Brunson için yazdığımız yerli ve milli hikaye
Türkiye Cumhuriyeti’nin savcıları Amerikalı rahip Andrew Craig Brunson’un FETÖ ve PKK adına casusluk yaptığı gerekçesiyle hakkında dava açıyorlar ve 9 Aralık 2016 yılında tutuklanıyor. İki buçuk ay önce ev hapsine alınan rahip hakkında gizli tanıklar ‘casus’ olduğu konusunda ifade veriyorlar.

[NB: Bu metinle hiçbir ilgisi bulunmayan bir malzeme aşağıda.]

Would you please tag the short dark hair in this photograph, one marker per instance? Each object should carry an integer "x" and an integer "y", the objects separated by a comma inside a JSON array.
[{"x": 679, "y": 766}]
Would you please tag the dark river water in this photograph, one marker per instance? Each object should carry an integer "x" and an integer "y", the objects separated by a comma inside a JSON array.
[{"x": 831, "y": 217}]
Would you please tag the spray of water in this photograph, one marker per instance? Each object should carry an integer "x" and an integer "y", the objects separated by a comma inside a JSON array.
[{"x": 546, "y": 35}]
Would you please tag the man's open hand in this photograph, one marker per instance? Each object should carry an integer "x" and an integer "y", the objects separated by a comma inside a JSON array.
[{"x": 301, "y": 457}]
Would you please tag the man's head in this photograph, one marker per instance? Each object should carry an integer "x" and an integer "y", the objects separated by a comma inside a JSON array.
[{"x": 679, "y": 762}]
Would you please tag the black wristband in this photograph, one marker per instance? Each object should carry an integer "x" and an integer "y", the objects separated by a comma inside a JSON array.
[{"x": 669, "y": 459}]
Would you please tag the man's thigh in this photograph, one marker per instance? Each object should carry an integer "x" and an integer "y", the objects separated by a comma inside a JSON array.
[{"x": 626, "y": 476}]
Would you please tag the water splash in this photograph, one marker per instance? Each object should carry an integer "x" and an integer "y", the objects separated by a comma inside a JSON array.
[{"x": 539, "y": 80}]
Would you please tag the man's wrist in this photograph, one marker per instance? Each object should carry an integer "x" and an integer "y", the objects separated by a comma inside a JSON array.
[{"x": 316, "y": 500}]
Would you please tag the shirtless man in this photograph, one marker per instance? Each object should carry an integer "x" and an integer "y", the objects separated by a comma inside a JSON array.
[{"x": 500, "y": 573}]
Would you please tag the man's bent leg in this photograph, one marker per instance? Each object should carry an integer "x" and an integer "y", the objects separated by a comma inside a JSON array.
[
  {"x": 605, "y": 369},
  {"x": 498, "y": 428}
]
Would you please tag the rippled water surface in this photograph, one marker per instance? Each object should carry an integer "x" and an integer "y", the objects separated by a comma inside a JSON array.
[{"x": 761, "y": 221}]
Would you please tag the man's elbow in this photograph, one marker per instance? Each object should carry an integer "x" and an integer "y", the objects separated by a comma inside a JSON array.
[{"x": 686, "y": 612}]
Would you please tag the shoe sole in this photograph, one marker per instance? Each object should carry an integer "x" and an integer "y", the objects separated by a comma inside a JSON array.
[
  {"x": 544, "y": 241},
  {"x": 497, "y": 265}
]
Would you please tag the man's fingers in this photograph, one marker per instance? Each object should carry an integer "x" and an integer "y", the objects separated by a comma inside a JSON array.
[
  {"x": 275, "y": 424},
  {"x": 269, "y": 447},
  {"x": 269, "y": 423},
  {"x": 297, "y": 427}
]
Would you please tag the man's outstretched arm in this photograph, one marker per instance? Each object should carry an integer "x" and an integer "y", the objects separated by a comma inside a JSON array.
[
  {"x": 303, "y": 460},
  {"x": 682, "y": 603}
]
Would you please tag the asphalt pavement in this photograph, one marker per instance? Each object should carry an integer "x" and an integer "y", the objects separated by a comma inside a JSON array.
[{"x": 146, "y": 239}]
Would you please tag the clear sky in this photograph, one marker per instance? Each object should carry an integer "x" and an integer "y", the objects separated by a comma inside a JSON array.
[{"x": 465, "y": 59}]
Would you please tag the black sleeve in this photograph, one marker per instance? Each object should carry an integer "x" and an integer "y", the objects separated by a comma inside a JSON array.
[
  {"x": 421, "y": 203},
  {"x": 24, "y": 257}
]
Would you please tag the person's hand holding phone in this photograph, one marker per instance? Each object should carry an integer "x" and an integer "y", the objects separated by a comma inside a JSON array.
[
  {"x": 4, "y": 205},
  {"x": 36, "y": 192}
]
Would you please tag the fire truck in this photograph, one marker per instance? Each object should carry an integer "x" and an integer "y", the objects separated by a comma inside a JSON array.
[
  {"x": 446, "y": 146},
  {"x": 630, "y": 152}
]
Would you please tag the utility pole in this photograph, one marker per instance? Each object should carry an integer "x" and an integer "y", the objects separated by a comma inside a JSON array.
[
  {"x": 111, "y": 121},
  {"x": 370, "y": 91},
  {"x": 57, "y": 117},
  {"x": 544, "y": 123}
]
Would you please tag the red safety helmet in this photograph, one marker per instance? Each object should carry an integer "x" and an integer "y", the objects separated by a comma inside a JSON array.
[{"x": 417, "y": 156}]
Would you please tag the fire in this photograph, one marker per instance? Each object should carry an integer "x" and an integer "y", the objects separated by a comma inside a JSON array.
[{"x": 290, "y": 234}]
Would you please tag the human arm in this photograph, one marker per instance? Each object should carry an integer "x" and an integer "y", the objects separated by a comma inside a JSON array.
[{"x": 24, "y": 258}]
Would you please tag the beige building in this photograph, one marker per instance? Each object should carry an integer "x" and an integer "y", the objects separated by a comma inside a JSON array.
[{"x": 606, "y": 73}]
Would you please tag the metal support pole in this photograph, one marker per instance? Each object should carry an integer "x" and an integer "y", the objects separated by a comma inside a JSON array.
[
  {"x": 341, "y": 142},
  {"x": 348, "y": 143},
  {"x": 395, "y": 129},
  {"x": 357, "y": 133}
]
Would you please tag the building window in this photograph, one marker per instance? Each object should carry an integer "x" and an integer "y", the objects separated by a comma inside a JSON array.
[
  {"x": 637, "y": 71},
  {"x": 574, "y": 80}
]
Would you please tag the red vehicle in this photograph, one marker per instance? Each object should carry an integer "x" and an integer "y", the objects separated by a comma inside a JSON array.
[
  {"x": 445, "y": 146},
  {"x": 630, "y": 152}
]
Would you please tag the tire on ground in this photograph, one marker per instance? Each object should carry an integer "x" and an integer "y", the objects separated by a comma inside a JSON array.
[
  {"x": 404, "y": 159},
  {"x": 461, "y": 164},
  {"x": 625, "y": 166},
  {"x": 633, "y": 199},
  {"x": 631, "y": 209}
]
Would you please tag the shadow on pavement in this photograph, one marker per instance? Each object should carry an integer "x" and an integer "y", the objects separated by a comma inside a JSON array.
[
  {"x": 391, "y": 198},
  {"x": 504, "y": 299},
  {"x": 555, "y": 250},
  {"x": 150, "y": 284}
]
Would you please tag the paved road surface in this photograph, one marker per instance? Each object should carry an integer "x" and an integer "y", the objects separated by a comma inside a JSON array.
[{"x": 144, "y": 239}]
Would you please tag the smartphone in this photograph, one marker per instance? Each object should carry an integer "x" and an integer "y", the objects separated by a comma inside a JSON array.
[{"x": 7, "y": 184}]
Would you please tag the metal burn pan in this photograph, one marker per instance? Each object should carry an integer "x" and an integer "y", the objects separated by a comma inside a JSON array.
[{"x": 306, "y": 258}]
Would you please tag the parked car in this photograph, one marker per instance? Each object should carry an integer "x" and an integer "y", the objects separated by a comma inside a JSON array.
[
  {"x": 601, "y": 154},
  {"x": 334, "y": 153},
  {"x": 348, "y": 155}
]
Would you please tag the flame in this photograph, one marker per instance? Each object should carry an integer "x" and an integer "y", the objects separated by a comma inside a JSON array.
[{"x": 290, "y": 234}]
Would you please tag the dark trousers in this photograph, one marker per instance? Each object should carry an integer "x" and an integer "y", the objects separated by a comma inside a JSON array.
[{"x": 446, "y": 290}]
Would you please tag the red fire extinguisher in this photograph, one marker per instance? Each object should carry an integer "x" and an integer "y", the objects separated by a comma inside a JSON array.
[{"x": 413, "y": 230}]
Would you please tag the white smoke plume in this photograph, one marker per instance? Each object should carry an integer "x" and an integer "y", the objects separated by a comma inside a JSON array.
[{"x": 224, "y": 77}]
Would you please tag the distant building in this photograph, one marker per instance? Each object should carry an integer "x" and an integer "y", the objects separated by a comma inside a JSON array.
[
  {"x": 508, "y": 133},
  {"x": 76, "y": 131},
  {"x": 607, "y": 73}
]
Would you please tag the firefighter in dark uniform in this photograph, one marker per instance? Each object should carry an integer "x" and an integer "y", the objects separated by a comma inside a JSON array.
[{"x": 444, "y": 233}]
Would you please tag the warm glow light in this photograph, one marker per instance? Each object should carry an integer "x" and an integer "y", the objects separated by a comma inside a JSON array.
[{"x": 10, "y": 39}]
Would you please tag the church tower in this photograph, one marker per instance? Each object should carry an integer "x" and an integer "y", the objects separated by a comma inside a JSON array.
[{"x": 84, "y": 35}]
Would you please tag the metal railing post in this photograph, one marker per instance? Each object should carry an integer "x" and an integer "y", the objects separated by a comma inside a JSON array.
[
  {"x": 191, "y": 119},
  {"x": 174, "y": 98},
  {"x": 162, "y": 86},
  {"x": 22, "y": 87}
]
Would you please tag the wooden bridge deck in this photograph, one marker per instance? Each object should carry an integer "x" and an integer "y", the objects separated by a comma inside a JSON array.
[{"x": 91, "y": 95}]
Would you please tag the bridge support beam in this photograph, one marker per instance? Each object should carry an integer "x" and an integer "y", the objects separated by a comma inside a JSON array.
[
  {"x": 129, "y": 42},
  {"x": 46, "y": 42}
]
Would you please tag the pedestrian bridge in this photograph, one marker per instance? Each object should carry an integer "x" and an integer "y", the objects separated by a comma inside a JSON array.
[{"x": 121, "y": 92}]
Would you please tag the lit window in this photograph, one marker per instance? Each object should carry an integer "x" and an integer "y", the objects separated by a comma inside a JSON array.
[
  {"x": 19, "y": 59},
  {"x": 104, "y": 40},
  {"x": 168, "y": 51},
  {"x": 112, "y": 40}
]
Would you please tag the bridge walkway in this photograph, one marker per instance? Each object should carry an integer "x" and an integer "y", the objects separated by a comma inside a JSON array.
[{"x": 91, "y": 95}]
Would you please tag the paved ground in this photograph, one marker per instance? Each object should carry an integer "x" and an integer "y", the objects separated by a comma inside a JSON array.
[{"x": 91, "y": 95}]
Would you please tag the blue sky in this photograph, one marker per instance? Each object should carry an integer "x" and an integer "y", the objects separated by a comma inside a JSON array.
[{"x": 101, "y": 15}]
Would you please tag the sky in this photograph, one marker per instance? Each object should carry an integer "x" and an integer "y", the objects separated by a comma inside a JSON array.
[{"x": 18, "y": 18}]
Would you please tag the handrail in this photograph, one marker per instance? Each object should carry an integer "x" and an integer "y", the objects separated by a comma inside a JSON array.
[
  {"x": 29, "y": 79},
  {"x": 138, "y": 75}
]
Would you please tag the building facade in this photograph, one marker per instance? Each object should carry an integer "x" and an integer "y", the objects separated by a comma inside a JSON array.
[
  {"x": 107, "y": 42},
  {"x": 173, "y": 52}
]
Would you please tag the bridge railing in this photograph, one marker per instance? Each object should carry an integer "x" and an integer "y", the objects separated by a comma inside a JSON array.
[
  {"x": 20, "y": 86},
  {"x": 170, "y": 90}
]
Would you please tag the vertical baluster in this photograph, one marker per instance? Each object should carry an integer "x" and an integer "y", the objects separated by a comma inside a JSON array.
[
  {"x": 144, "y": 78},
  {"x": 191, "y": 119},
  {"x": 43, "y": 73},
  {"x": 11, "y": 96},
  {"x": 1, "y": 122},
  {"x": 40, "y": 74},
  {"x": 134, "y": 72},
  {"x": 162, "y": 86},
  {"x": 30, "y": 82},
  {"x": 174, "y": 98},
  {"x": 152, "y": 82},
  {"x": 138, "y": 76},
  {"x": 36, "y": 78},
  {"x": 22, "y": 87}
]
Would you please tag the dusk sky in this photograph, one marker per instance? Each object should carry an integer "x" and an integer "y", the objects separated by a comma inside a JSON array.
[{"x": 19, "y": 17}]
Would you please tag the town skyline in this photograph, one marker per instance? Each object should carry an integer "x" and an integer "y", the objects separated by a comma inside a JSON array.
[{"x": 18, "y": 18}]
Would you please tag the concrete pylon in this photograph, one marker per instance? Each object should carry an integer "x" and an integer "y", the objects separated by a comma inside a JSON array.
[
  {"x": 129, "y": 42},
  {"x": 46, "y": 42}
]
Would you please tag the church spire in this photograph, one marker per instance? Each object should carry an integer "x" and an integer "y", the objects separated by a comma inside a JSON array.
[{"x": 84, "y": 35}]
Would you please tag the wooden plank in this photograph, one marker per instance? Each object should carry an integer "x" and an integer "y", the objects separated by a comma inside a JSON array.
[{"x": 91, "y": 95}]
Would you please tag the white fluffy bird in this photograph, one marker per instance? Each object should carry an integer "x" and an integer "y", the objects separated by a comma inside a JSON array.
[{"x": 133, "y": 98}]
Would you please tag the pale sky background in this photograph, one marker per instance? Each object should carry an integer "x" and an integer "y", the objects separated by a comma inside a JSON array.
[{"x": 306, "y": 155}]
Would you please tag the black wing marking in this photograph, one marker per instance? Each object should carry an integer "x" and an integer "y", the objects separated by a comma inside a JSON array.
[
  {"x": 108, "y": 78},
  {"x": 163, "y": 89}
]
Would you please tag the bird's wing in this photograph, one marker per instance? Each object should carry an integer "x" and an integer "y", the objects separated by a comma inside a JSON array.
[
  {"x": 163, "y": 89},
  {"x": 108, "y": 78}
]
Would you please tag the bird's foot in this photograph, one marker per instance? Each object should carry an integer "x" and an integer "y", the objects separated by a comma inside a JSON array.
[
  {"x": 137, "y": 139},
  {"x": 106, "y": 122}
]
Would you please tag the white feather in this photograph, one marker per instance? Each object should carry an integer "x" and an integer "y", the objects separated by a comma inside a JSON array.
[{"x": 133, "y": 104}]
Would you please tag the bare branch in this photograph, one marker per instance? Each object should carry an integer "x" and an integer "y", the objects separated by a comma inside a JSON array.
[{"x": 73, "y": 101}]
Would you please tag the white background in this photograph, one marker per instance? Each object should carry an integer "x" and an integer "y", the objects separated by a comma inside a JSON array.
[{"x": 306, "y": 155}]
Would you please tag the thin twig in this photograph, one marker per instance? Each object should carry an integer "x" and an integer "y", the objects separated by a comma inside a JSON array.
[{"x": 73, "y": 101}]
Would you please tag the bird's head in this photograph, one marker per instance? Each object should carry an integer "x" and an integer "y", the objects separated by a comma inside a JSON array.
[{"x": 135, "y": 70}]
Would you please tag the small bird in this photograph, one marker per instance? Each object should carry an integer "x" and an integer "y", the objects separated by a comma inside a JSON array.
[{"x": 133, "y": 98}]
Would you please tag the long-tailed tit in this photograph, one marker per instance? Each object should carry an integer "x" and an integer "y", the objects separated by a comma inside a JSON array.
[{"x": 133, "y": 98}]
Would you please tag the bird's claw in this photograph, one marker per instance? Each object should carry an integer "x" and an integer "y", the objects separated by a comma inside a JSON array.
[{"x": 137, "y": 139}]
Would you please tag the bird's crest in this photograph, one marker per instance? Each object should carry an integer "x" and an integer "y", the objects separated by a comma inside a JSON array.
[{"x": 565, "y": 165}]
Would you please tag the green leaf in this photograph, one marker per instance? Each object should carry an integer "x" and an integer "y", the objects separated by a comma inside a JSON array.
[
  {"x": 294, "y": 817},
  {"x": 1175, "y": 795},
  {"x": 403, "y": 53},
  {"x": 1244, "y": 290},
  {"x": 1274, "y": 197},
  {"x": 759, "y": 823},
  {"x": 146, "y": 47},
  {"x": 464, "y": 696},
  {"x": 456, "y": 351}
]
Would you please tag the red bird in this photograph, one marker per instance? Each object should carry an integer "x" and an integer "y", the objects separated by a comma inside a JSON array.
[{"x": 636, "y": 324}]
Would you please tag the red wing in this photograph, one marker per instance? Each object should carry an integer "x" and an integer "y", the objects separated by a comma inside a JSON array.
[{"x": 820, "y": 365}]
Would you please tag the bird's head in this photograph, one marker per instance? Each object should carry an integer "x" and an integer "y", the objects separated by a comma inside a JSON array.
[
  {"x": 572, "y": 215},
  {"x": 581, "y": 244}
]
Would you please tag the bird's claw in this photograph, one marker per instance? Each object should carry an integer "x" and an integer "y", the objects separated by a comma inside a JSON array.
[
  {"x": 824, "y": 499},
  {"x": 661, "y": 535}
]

İddianamede, Brunson’un din adamı görüntüsü altında söz konusu terör örgütleri adına suç işlediği ve genel stratejileri kapsamında eylem birlikteliği içinde olduğu, örgütlerin amaçlarını bilerek ve isteyerek iş birliği yaptığı belirtilmişti. Brunson’ın FETÖ’nün üst düzey mensupları ile kod isimlerini bilerek görüştüğü, bu kapsamda örgütün sözde eski Ege bölgesi imamı ve firari Bekir Baz ve yardımcısı Murat Safa ile hakkında “silahlı terör örgütü üyesi olmak” suçlamasından dava açılan tutuklu sanık Uluslararası Af Örgütü Türkiye Şubesi Başkanı Taner Kılıç ile görüşmeler yaparak strateji belirlediği iddia edilmişti.
Herkesin malumu olduğu üzere Brunson meselesi Türkiye ile ABD arasında ciddi bir krize dönüştü ve iki ülke arasında yüksek perdeden suçlamalar yaşandı. Eğer bir ülkede başka bir ülkenin vatandaşı bile olsa bir suç işlenmişse bunun yargısal bir karşılığının olması gerekir, buna kimsenin bir itirazı da olamaz. Ancak iki yıla yaklaşan Brunson davasında oluşmuş bir suçun somut kanıtları bir türlü ortaya konulamadı. Esas itibariyle ‘gizli tarıklar’ın ifadeleri üzerine bina edilen dava, anlaşıldı ki sağlam kanıtlara dayanmıyormuş.. Çünkü bütün gizli tanıklar verdikleri bütün ifadeleri inkar ettiler. Yani ifadeler fasa-fiso imiş...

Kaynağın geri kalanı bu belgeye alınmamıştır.